July is the month to celebrate democracy’s journey—Independence Day in the US, Bastille Day in France ten days later. Too bad democracy’s core values aren’t enacted, even though they’re embedded in our corporate governance system of checks and balances. Fortunately for us, good governance is a round-the-clock responsibility for the Millstein Center for Corporate Governance and Performance at Yale’s School of Management, which hosted the fifth annual Yale Governance Forum last month.
Governance guru Ira Millstein (for whom the Center is named) opened the Forum quipping that CEO’s “don’t know what they’re doing,” but there are not a lot of choices. You either freeze, or look backwards to the ‘30s (which, he said, doesn’t teach us that much), or look forward. This, he said, is what the Center is about: helping steer corporate governance toward solutions to the current crisis and recession.
Both Bob Massie and I were invited to attend by Millstein Center executive director Stephen Davis. The topics were delicious. In addition to a panel on which I spoke about interactive social media and corporate governance (drawing on The Accountability Web: Weaving Corporate Accountability and Interactive Technology report I co-authored with Bill Baue for the Harvard Kennedy School), they included:
- The role and responsibilities of the State as shareowner (including exit strategies), now that government has become a major equity player and bailed out industries. Millstein pointed out that the US owned a large swath of the financial sector in the 1930s.
- How boards of directors need to adapt and adjust to the new realities. Speakers repeatedly referred to Frederick Funston and Stephen Wagner’s excellent new book, Surviving and Thriving in Uncertainty: Creating the Risk Intelligent Enterprise.

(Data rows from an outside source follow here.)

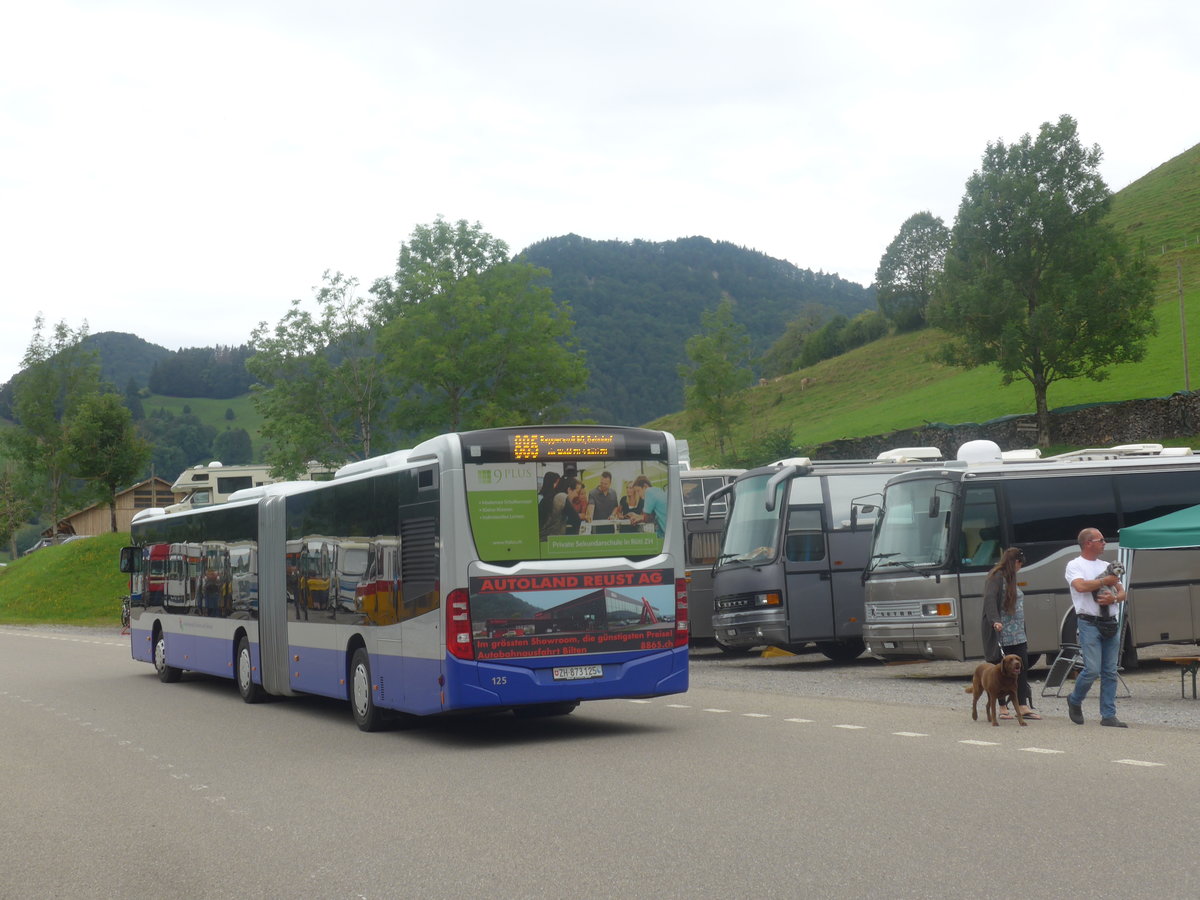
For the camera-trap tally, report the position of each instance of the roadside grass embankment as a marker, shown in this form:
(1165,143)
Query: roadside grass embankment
(76,583)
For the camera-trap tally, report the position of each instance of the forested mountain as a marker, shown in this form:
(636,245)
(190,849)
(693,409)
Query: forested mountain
(217,372)
(636,304)
(124,357)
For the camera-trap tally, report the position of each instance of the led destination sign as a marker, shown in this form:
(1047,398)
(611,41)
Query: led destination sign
(564,444)
(541,445)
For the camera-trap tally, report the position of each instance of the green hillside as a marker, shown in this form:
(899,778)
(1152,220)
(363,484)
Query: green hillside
(892,384)
(76,583)
(213,412)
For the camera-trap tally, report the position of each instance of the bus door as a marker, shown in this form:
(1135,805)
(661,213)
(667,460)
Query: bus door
(809,588)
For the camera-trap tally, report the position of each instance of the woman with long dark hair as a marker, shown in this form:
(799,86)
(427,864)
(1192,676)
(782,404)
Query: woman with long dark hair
(1003,623)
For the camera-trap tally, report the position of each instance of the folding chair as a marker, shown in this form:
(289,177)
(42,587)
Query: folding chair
(1069,660)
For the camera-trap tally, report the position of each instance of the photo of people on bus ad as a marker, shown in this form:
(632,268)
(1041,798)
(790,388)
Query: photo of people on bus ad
(568,509)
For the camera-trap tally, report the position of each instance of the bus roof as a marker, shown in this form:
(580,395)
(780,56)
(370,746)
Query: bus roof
(983,457)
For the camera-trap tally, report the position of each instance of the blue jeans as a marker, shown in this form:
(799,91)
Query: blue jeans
(1099,659)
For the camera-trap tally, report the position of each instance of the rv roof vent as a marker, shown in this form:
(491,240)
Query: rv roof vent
(979,451)
(906,454)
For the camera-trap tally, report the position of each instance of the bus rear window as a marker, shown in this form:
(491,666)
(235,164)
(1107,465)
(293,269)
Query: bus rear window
(568,509)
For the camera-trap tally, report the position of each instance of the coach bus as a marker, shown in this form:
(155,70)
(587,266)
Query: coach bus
(702,544)
(942,529)
(460,601)
(793,551)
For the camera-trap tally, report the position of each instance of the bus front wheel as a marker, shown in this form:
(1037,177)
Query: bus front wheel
(366,714)
(167,673)
(250,691)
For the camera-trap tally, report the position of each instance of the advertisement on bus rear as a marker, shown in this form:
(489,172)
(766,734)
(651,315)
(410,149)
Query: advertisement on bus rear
(569,613)
(568,509)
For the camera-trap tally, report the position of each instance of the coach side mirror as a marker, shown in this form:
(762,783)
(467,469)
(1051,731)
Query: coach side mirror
(131,559)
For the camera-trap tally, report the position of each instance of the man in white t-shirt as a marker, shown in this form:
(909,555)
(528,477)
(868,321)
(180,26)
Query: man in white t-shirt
(1096,595)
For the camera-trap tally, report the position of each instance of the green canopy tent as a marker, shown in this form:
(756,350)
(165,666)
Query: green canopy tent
(1170,532)
(1175,531)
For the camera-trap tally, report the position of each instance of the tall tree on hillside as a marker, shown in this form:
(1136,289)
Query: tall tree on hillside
(719,369)
(1035,281)
(909,269)
(105,448)
(321,383)
(475,341)
(432,259)
(58,376)
(15,507)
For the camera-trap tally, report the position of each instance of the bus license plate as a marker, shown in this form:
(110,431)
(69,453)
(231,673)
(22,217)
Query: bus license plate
(573,673)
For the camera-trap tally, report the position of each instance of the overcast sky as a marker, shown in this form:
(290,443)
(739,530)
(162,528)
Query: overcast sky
(183,169)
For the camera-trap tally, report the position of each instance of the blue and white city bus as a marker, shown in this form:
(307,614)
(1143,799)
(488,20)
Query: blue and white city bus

- The need for a US Corporate Governance Code, a project the Millstein Center is undertaking that, despite seeming like a common sense first step in the US, remains controversial.
- The challenges facing CEOs in a world of active boards, engaged investors and other stakeholders, government scrutiny, and informed consumers.
Ironically, while the sustainable investing world has embraced corporate governance (the acronym ESG, referring to environmental, social, and governance, is the current popular term), the governance community gathered at the Forum (some 200 leaders from around the globe) paid scant attention to the question of sustainability.
One prominent exception: the remarks of Anne Simpson, a rock star in the governance world who currently serves as Senior Portfolio Manager for Global Equities at the California Public Employees’ Retirement System (CalPERS), the largest public pension system in the US with about $200 billion under management. When Anne speaks, people listen—and learn. CalPERS, along with the California State Teachers’ Retirement System (CalSTRS) and the Council of Institutional Investors, is spearheading recruitment of a pool of diverse and qualified board candidates, in anticipation of rules changes at the SEC on the director nomination and election process (known as “proxy access”).
And just today, Responsible Investor reported that CalSTRS (which manages about $130 billion) is presenting a new business plan that calls for shareowner engagement by its corporate governance team in the water, extractives, and agriculture sectors. This convergence between corporate governance and sustainability represents a trend that we will continue to cover here at The Murninghan Post.
All in all, the Yale Governance Forum 2010 raised more questions than answers, which perhaps is the most important first step in navigating to a post-crisis (the Forum buzzword) future. Good corporate governance is a good start, in keeping with democracy’s intent.